Here is a proof by contradiction.

Pick $x_1$. If the last picked element is $x_i$, then either $x_i$ is a maximum or you can pick $x_{i+1}\gt x_i$. If the process terminates you have found a maximum.

Suppose there are $n$ elements in the set, and the process does not terminate. $\{x_1, \dots x_{n+1}\}$ must have two equal elements. Since the elements are distinct (because of the order), this is impossible. Hence the process terminates with a maximum.

This uses the pigeonhole principle - a fact about maps between finite sets.

Answer 2

This is really a statement about order.

You have some finite set $S$ and a total order $\le$ (that is, for any $x,y \in S$, either $x \le y $ or $y \le x$).

Given a non-empty finite set $S$, we say that $m$ is a maximum of $S$ iff $m \in S$ and for all $x \in S$, we have $x \le m$.

Induction is straightforward. Suppose $S$ is a non-empty, finite set.

The proposition is that for all sets of size $|S| \le n$ that a maximum of $S$ exists.

For $n=1$, just choose the element of the set.
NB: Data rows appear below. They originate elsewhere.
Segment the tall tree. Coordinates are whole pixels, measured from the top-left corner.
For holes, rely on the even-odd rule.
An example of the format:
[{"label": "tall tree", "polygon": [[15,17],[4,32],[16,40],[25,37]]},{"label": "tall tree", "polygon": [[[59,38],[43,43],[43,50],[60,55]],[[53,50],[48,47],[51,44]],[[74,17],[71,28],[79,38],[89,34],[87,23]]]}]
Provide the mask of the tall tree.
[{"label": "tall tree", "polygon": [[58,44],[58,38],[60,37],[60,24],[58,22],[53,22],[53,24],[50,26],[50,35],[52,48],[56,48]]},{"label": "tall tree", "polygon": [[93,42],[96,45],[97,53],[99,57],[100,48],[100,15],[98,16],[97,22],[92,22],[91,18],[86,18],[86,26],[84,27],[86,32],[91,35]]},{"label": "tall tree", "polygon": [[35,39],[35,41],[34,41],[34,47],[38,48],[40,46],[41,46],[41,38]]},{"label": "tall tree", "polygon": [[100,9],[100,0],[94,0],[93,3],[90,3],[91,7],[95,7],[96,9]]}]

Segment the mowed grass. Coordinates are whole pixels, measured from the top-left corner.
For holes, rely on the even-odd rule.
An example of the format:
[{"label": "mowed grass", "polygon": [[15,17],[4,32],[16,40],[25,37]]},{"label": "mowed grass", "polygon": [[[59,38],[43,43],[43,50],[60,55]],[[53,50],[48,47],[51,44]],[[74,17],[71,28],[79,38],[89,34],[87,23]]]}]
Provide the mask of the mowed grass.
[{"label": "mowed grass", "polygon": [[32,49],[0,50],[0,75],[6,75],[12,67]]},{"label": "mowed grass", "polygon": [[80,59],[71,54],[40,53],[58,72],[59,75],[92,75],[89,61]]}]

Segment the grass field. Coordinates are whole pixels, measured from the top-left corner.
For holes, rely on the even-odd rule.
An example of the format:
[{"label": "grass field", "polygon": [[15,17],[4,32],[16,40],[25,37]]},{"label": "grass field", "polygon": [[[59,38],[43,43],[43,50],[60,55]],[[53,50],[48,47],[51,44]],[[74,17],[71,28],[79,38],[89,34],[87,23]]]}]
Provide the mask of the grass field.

Suppose the statement is true for $n$, and let $S$ be a set with $|S| = n+1$. Choose $x \in S$ and form $S' = S \setminus \{x\}$. By assumption, $S'$ has a maximum $m'$. If $x \le m'$, then let $m=m'$, otherwise if $m' \le x$ and $m' \neq x$, let $m = x$. Then we have $m \in S$ and $x \le m$ for all $x \in S$, hence $m$ is a maximum of $S$.